A  baby’s first cry is critical for survival. Every minute about 15 babies  are dying in India due to asphyxiation as they are failing to take the  first gasp, in maternity homes which can’t afford costly imported infant warmers priced at  Rs 8 lakh a piece. Many midwives in India thus keep  new born babies under table lamps to provide the critical heat, needed for the first breath.

As  a student of IIT Chennai in 1988, Sashi Kumar, was given a task to  repair UK made baby warmers for a Chennai Trust hospital. Scores of new  borns were dying, as the UK company had no service support in India.  Kumar, not only fixed the warmers, but started making his own. He  supplied the first set to the Chennai hospital. That’s how Phoenix  Medical Systems was born.
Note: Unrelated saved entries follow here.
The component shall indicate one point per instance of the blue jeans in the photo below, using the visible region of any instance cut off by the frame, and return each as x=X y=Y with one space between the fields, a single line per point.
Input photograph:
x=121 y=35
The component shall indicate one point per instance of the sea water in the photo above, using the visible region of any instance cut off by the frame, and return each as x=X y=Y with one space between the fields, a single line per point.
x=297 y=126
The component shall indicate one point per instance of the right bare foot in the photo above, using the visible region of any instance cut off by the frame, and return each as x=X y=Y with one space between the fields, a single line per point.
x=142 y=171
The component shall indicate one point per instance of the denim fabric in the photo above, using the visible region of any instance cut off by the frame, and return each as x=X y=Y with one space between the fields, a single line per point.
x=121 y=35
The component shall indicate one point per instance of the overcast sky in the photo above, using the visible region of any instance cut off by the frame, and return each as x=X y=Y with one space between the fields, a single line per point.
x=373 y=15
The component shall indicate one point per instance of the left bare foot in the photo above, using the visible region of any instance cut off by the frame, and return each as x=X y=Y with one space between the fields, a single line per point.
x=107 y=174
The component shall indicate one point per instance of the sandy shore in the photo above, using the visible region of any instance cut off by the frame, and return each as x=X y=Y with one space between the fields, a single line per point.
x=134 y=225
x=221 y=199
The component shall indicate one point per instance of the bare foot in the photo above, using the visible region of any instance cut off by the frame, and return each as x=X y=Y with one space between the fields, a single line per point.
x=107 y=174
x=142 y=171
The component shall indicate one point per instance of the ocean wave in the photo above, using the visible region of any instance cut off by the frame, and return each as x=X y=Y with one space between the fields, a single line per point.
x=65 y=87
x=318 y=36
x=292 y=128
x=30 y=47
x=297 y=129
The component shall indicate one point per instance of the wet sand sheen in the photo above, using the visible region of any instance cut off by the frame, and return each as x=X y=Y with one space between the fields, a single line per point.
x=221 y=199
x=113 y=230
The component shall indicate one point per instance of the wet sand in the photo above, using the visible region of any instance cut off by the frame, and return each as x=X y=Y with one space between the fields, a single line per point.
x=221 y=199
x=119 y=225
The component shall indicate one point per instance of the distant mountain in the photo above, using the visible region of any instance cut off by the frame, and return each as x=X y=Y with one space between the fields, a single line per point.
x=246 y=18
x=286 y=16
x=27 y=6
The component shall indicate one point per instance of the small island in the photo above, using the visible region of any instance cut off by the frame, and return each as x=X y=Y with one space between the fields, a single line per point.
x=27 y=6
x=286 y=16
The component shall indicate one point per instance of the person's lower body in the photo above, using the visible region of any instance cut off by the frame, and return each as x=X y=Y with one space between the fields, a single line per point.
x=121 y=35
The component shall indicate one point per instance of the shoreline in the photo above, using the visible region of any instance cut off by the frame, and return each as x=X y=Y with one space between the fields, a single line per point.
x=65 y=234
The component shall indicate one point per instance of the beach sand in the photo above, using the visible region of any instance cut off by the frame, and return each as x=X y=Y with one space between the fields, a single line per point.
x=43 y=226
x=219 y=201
Phoenix  shares its birth with about 700 medical equipment companies in India’s  $5.2 billion ( Rs 28,000 crore)  medical device industry, who have emerged as affordable  alternatives to equipments suppplied by global giants such as GE, Siemens or Philips. Kumar’s baby warmer costs about Rs 80,000 a piece, ten times less than an imported warmer.

“There is a perfect storm brewing in the medical devices space  because the preconditions for it to happen are meeting at the same  time,” says Ajit Singh, partner at Artiman Ventures–which manages a  global corpus of about Rs 4,100 crore.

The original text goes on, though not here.